Alaric seufzte neidisch.
»Du warst nicht älter als ich jetzt, und du wurdest zu König Ardrins Bannerträger ernannt! Aber eine solche Angst ist anders, Bard. Du hattest ein Schwert, du konntest etwas gegen deine Angst tun! Und ich
- ich konnte nur daliegen und mich fragen, ob ich sterben würde, und ich wußte, so oder so konnte ich nichts dagegen tun, ich war völlig hilflos. Und danach weiß man, daß es wieder geschehen, daß man sterben oder getötet werden kann. Ganz gleich, wie tapfer ich bin, ich weiß jetzt, daß es immer etwas gibt, gegen das ich nicht ankämpfen kann«, sagte Alaric. »Und in Gegenwart mancher Menschen habe ich dies Gefühl immerzu, daß ich ein armer, kranker, gelähmter Feigling bin. Und andere wie Varzil und Melisandra erinnern mich daran, daß ich das nicht zu sein brauche, daß das Leben wirklich nicht so schrecklich ist. Verstehst du, was ich meine, Bard? Wenigstens ein bißchen?«
Bard sah den Jungen an und seufzte. Da flehte ihn sein Bruder um Verständnis an, und er wußte nicht, wie er es ihm geben sollte! Er hatte schon Soldaten in dieser Verfassung gesehen, Männer, die an einer Verwundung beinahe gestorben wären, und wenn sie dann doch am Leben blieben, war in ihnen etwas geschehen, das er nicht verstand. Dasselbe war mit Alaric passiert, aber bevor er alt genug gewesen war, um damit fertig zu werden.
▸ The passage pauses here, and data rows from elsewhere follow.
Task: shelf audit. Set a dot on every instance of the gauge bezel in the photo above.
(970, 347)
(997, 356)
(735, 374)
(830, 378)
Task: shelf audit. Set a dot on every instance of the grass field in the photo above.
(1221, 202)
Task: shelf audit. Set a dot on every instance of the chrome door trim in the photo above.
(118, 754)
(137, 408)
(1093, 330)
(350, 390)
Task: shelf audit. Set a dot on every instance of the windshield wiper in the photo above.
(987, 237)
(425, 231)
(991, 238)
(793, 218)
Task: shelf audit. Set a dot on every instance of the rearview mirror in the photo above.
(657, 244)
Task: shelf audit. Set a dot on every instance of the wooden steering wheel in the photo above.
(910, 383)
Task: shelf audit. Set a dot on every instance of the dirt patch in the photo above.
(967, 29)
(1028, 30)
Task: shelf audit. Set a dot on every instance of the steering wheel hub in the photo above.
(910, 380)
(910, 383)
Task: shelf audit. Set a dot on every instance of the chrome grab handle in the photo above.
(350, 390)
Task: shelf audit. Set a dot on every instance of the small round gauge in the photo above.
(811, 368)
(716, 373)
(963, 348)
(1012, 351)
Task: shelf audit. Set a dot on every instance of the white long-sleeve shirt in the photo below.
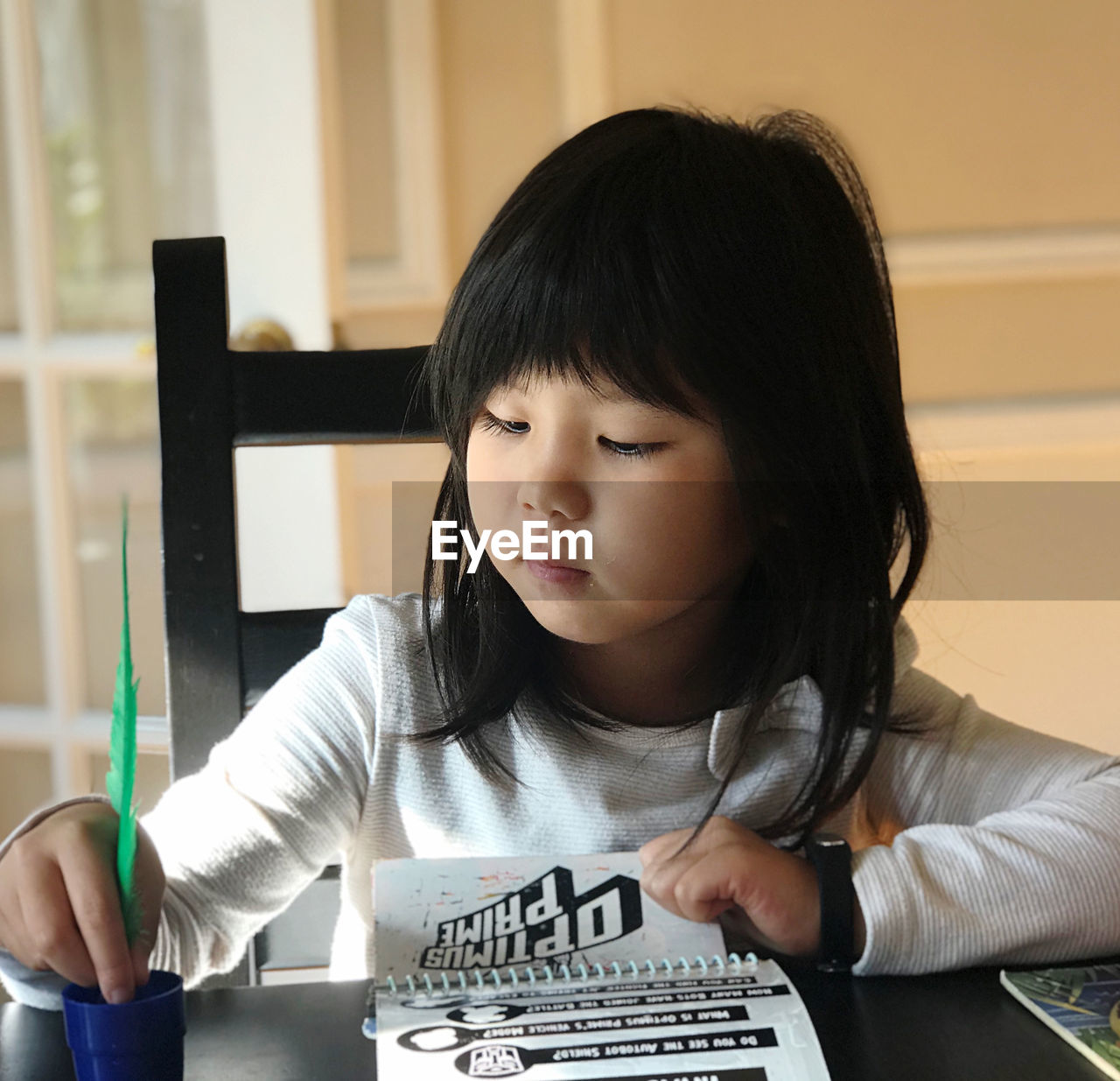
(984, 843)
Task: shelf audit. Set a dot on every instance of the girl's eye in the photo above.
(491, 423)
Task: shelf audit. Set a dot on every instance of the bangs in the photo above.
(586, 278)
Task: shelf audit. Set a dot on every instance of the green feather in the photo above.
(122, 756)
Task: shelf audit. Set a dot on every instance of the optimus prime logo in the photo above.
(540, 921)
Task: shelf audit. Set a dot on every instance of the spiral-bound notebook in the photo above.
(561, 967)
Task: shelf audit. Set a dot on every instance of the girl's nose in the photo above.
(568, 497)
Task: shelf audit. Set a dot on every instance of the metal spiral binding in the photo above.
(472, 980)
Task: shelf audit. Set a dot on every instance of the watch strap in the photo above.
(831, 858)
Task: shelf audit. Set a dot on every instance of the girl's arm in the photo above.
(986, 844)
(1006, 845)
(275, 804)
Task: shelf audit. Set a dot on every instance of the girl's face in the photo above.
(654, 488)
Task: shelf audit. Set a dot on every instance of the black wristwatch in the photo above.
(831, 857)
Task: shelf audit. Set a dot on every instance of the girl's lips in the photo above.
(556, 572)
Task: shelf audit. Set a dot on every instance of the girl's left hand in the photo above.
(770, 895)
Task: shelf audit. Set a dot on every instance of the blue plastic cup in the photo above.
(135, 1041)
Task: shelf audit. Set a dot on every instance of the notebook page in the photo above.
(620, 987)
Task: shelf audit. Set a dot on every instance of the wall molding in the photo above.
(419, 276)
(583, 64)
(1017, 425)
(998, 256)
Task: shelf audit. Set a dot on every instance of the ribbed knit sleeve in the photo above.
(1011, 852)
(273, 804)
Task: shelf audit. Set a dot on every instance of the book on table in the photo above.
(1080, 1003)
(563, 968)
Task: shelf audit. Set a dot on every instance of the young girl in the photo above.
(678, 334)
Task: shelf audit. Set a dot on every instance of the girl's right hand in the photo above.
(60, 905)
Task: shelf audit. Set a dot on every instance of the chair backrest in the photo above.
(212, 399)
»ich glaube, du bist zuviel allein«, sagte Bard, »und deshalb grübelst du zuviel. Doch ich bin froh, daß Melisandra freundlich zu dir ist.«
Alaric seufzte und streckte Bard seine kleine, weiße Hand entgegen, und Bard umschloß sie mit seiner großen gebräunten. Bard verstand ihn absolut nicht, dachte Alaric, aber er liebte ihn, und das war ebensogut.
»Ich hoffe, du bekommst deine Frau zurück, Bard. Es ist sehr schlecht von diesen Leuten, daß sie sie von dir fernhalten.« Bard sagte: »Alaric, Vater und ich müssen den Hof für ein paar Tage verlassen. Vater und ich und einige seiner Leroni. Dom Jerral wird hier sein, um dir Rat zu geben, wenn du ihn brauchst.«
»Wohin geht ihr?«
»Vater weiß von jemandem, der eine große Hilfe bei der Führung der Armee wäre, und wir wollen ihn suchen.«
»Warum befiehlt er ihm nicht einfach, an den Hof zu kommen? Der Regent kann jedem befehlen zu kommen.«
»Wir wissen nicht, wo er lebt«, antwortete Bard. »Wir müssen ihn durch Laran suchen.« Das, dachte er, genügte als Erklärung vollauf. »Nun, wenn ihr gehen müßt, dann müßt ihr. Aber bitte, kann Mehsandra bei mir bleiben?« fragte Alaric. Obwohl Bard wußte, daß Melisandra eine der fähigsten Leroni war, entschloß er sich, seinem Bruder die Bitte nicht abzuschlagen.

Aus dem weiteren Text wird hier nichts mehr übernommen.